En la lucha libre (lo único creíble en México) hay “rudos” y hay “técnicos”: los rudos son los que hacen chapuza, los que traen la ficha escondida y se esperan a que se voltee el réferi para picarle los ojos al rival, y los técnicos, son los que se apegan a las reglas a pie juntillas, los que no “rayan” ni hacen trampas.

En la política mexicana es algo diferente: en ella los “técnicos” son los rudos.

Apenas inicia la contienda electoral y ya tenemos el primer incidente sobre el cuadrilátero, la primera picada de ojos con el árbitro volteando para el otro lado.

La campaña de Pepe Meade ya arrancó divulgando spots televisivos con la imagen del candidato del PRI.

Ello, cuando en teoría, los criterios del INE señalan que un candidato no puede emplear su imagen –en esta etapa– a menos que sea como parte de la contienda INTERNA en busca de la nominación.

Como ustedes saben, Pepe Meade es candidato único, al igual que AMLO de MORENA.

En los spots de AMLO no sale su imagen, en los spots de Meade claramente sí.

¿Qué pasa entonces?

Que para rompe y rasga, al PRI le importa un bledo cuáles son las reglas pues sabe que el árbitro no le llamará la atención o bien porque ya tiene contemplado cuál será el castigo (probablemente una multa económica) y está dispuesto a pagar los costos disputando el castigo toda la campaña, pues lo que le importa finalmente es “ganar a como dé lugar”.

De acuerdo a encuestas recientes, el candidato del PRI no va en primer lugar: de acuerdo a unos va empatado en un segundo lugar, y según otros sondeos va en un cerrado TERCER LUGAR.

El imperativo de hacerlo crecer, obviamente, supera cualquier otra consideración para el PRI, incluyendo las reglas pactadas con la “autoridad electoral” bastante chimuela si no es que totalmente dócil –recuerden el caso Coahuila, orquestado a la perfección desde el principio para favorecer al PRI–, pues para el tricolor lo importante no es competir, sino ganar por cualquier medio.

Según esto, la Oposición va a IMPUGNAR los spots de Pepe Meade, así que de arranque ya tenemos una elección presidencial contenciosa en la que el PRI es acusado de VIOLAR LAS REGLAS.

Lo cual seguramente no sorprende para nada a la afición, pues en este escenario si los “técnicos” (Meade, el tecnócrata) son RUDOS, ¿los rudos qué serán?

Por lo pronto, son los que como Emilio Gamboa, el ajonjolí de todos los males en México, empujan una nueva Ley de Seguridad que convierte al Ejército en la Policía personal del Presidente, dotado de muchos atributos que son evidentemente inconstitucionales, pues violan las garantías individuales.

No escapa a nadie la enorme y risible paradoja que sea el PRI el que promueva leyes, pues en general es el primero y más descarado actor en nuestro escenario político que las ignora.

Tal como lo demuestra el spot televisivo de Pepe Meade, por más que formulen muéganos retóricos para justificar lo injustificable, que es el desapego a los lineamientos del INE que tienen como propósito primordial que la contienda electoral del 2018 sea PAREJA, equitativa y ordenada.

¡Acaba de arrancar y ya no lo es!

Indica esto que, de aquí a finales de junio del 2018, presenciaremos una buena cantidad de chapuzas de este tipo.

Ahora bien, pueden estar seguros que si el INE se hace de la vista gorda, o se pone la camisa de las mangas anchas, los demás partidos no se quedarán con los brazos cruzados, y si el PRI hace chapuza LA HARÁN TODOS, TODITOS.

Ello implica que la contienda estará manchada desde el proceso mismo, ya ni para qué mencionar el posible resultado.

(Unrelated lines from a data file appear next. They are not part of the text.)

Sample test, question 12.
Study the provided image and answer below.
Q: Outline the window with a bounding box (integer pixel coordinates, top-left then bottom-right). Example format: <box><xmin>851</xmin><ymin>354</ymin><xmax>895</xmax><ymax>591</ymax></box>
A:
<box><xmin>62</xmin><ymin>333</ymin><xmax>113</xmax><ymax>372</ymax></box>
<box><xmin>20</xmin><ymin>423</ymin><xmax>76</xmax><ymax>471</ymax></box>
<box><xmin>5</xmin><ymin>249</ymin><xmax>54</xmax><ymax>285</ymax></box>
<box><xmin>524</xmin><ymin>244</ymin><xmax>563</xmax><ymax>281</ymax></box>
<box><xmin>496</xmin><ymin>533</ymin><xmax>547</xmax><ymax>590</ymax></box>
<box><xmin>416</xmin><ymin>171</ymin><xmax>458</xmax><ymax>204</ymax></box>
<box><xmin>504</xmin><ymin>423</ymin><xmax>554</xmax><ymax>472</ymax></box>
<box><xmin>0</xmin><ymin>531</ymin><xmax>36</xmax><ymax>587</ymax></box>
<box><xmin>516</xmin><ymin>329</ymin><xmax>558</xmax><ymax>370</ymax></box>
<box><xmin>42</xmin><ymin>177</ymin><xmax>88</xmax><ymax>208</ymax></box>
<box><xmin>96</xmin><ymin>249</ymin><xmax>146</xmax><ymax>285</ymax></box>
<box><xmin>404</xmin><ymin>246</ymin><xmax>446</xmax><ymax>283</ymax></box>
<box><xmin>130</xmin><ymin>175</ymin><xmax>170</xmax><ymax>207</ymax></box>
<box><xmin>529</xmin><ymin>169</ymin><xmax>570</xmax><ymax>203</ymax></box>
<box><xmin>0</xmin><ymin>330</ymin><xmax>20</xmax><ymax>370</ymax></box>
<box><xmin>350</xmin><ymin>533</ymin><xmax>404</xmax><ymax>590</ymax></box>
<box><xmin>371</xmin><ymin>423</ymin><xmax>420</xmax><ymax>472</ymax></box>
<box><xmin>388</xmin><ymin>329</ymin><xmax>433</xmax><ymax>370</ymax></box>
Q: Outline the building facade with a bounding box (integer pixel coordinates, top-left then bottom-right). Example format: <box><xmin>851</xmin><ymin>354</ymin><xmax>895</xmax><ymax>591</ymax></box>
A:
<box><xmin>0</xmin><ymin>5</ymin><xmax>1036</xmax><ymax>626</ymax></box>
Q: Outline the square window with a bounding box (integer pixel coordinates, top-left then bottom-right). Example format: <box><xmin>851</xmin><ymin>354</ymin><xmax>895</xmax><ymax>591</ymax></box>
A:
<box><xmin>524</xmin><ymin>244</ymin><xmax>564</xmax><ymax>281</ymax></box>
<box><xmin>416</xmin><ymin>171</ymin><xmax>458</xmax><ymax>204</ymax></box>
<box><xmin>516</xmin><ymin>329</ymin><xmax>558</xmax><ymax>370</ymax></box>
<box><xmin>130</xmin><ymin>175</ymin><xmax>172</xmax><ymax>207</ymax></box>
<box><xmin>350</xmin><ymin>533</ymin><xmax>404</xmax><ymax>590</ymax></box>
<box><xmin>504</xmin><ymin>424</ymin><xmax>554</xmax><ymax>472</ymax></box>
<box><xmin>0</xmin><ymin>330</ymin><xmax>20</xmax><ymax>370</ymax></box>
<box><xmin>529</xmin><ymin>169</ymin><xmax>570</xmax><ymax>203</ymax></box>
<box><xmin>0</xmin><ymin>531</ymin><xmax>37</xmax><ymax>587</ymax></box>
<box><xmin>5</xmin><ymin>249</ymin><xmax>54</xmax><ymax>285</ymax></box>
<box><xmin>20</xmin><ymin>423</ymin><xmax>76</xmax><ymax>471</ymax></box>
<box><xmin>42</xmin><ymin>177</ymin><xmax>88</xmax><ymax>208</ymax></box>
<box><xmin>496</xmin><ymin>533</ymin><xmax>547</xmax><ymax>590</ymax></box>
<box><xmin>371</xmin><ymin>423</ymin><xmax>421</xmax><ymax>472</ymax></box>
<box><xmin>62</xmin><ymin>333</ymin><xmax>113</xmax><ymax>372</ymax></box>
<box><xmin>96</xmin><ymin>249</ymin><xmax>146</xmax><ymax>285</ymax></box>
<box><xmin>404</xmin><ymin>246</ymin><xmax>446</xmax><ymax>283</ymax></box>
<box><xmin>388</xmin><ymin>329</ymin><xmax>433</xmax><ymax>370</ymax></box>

Éste el que finalmente acabaremos, una vez más, con un Presidente sin autoridad moral emanado de un proceso electoral viciado y con un mandato popular bastante minoritario, con un 30 por ciento o incluso menos.

Justo lo que México NO NECESITA para enfrentar las amenazas inminentes externas e internas.

Arrancamos, pues, bajo los peores augurios.